李某算對了經濟賬,酒能賣錢,卻押錯了政治賬本,他按錯了警鈴,偷錯了時代,而非僅僅是投錯了東家。
決定你是否成為反腐對象的,往往不是「貪不貪」或「貪了多少」,而是你是否進入權力鬥爭的有效射程。
中共十八大以來的反腐實踐,已和百姓的預期完全背道而馳。退休已久、職級為副省級、目前未見公開對立派系或重大政治敏感的陳延明,其家庭酒庫問題即便引發輿論質疑,也未必構成當前優先打擊目標。反腐的精準與節奏由更高層的政治考量決定,而非單純的財產異常規模和權力尋租。
在習近平看來,政治不忠要比權力變現可怕的多。政治忠誠度是官員們頭上烏紗帽和項上腦袋不位移不錯配的唯一保障。反腐是習近平針對中共官場官員們政治腦偏癥的主動干預與治療,不能讓你心悅誠服,還不能將你打服嚇服?
一個「政治正確」的特例,茅臺酒成了敏感符號?
不得不佩服,這個副省長貪腐姿勢特別的政治正確,貪到中紀委的特赦清單上了,貪到襲擊平的醉點上了。他貪的是茅臺酒,當今最高權力者酷愛喝酒,而且是茅臺酒。
若對囤積大量茅臺的退休副省級干部啓動正式調查,可能被外界戲劇性解讀為隔空踩痛習近平,間接抹黑和褻瀆領袖形象,因此而不敢查。

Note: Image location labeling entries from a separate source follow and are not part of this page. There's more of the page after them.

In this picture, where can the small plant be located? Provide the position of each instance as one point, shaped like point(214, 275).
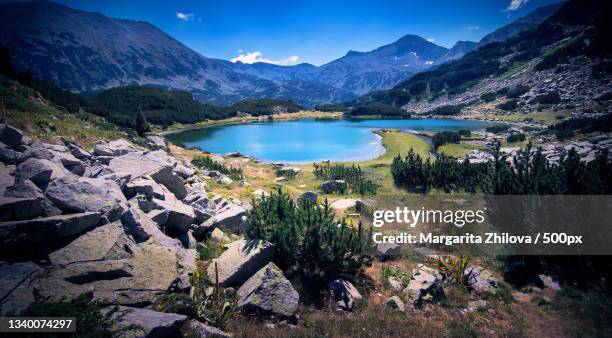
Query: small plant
point(394, 271)
point(453, 268)
point(353, 175)
point(208, 163)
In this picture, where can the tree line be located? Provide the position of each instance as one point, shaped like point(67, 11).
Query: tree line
point(527, 173)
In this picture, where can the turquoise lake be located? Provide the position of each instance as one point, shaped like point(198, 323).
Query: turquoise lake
point(309, 140)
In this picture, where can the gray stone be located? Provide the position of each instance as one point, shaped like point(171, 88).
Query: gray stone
point(232, 218)
point(107, 242)
point(180, 215)
point(308, 196)
point(240, 261)
point(170, 180)
point(184, 171)
point(268, 292)
point(80, 194)
point(135, 322)
point(475, 305)
point(144, 186)
point(156, 140)
point(193, 328)
point(425, 286)
point(45, 230)
point(332, 186)
point(39, 171)
point(15, 290)
point(344, 293)
point(480, 279)
point(6, 179)
point(16, 208)
point(8, 155)
point(395, 303)
point(546, 281)
point(12, 136)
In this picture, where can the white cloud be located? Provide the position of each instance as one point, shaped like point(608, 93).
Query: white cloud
point(515, 4)
point(184, 16)
point(253, 57)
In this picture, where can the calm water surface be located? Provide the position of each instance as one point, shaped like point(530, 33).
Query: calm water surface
point(309, 140)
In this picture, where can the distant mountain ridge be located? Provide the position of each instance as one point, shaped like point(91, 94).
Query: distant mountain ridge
point(87, 52)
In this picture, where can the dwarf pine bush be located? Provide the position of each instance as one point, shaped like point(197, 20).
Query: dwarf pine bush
point(310, 244)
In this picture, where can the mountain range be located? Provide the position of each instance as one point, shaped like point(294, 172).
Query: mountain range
point(86, 52)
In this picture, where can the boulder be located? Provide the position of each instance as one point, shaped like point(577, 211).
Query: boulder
point(146, 186)
point(481, 279)
point(12, 136)
point(39, 171)
point(24, 189)
point(180, 215)
point(184, 171)
point(16, 208)
point(546, 281)
point(45, 230)
point(268, 292)
point(425, 286)
point(308, 196)
point(80, 194)
point(107, 242)
point(395, 284)
point(395, 303)
point(77, 151)
point(474, 305)
point(136, 164)
point(16, 292)
point(240, 261)
point(170, 180)
point(344, 293)
point(343, 204)
point(135, 322)
point(6, 179)
point(8, 155)
point(332, 186)
point(232, 218)
point(219, 236)
point(363, 205)
point(387, 250)
point(156, 140)
point(193, 328)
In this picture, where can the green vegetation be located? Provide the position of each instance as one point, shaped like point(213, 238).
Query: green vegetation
point(208, 163)
point(509, 105)
point(548, 98)
point(498, 128)
point(517, 91)
point(515, 137)
point(444, 137)
point(311, 246)
point(567, 129)
point(378, 109)
point(446, 110)
point(531, 174)
point(353, 175)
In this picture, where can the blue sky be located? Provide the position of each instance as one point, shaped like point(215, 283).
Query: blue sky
point(290, 32)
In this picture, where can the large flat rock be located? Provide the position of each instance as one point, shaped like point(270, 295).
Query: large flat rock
point(240, 261)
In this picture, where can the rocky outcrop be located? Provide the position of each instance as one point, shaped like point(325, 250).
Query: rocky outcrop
point(332, 186)
point(240, 260)
point(425, 286)
point(134, 322)
point(344, 293)
point(268, 292)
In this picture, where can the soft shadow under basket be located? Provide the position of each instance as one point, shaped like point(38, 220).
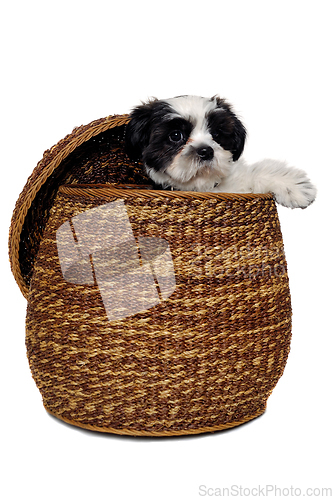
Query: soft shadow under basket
point(149, 312)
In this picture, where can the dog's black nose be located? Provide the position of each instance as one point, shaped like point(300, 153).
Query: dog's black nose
point(205, 152)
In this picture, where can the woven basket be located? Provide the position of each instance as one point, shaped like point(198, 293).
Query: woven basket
point(149, 312)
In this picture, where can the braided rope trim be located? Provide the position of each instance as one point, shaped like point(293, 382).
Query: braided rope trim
point(185, 432)
point(106, 191)
point(44, 169)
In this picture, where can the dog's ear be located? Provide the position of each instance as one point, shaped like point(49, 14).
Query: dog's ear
point(138, 129)
point(237, 131)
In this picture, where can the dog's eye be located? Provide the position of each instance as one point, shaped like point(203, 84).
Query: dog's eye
point(176, 136)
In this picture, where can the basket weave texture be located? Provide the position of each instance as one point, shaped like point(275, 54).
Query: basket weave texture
point(202, 352)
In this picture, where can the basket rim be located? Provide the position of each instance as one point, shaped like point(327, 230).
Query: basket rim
point(54, 157)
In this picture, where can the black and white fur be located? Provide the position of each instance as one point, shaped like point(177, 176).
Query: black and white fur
point(192, 143)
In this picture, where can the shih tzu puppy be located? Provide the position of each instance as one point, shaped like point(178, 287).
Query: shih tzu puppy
point(192, 143)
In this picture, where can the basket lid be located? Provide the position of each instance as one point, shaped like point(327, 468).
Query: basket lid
point(92, 153)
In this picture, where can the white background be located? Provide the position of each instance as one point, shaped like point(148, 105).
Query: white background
point(67, 63)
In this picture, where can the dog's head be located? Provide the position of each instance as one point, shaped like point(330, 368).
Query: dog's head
point(187, 142)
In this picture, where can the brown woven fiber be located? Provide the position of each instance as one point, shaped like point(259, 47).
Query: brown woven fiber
point(149, 312)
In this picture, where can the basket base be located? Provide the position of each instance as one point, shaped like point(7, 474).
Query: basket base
point(183, 432)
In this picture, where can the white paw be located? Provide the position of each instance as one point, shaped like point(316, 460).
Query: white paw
point(295, 190)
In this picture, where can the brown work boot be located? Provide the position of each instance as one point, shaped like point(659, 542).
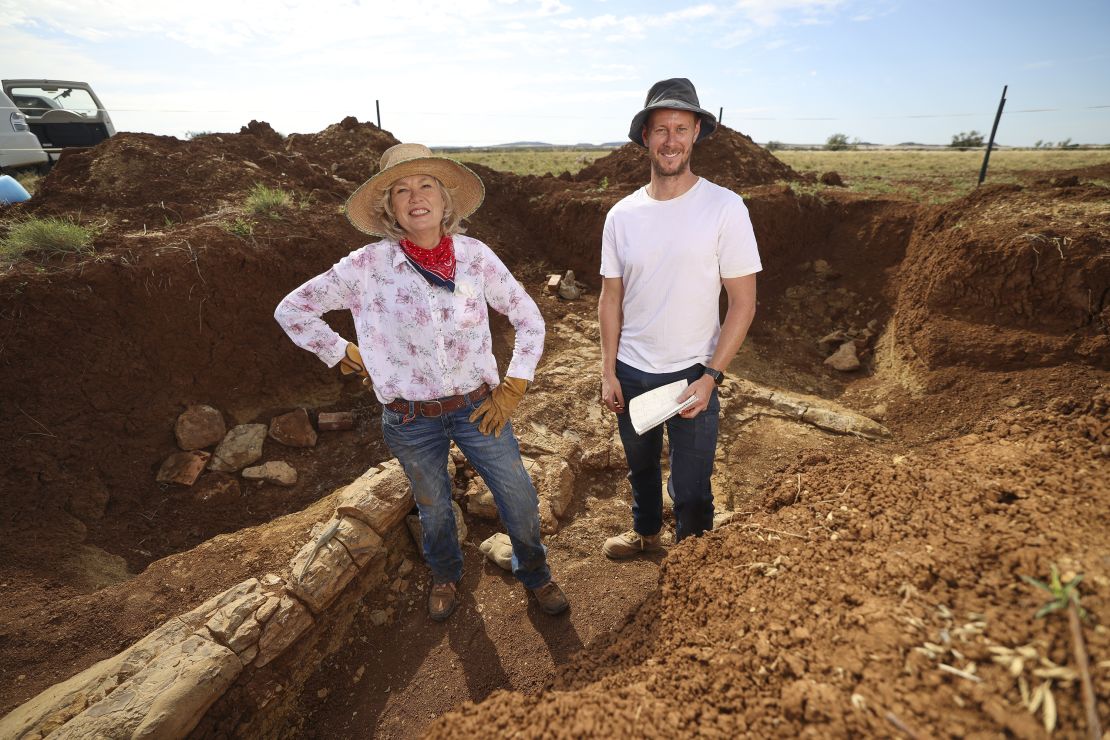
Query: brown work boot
point(631, 544)
point(441, 600)
point(551, 598)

有消息說習近平的身體中風和喝酒與不運動有很大關系,習酷愛和秦剛喝酒,想必習府上的茅臺酒和名酒不止是數百萬元吧,查副省長是否暗示習近平也應該被查一查?借紀委多少膽也不敢造次。
這起案件的真正槽點,不只是一個管家小偷的罪與罰,而是中共系統如何潛在定義該查與不該查、罪與非罪,如何給權力標註上令普通人誠惶誠恐、俯仰鼻息的政治價格。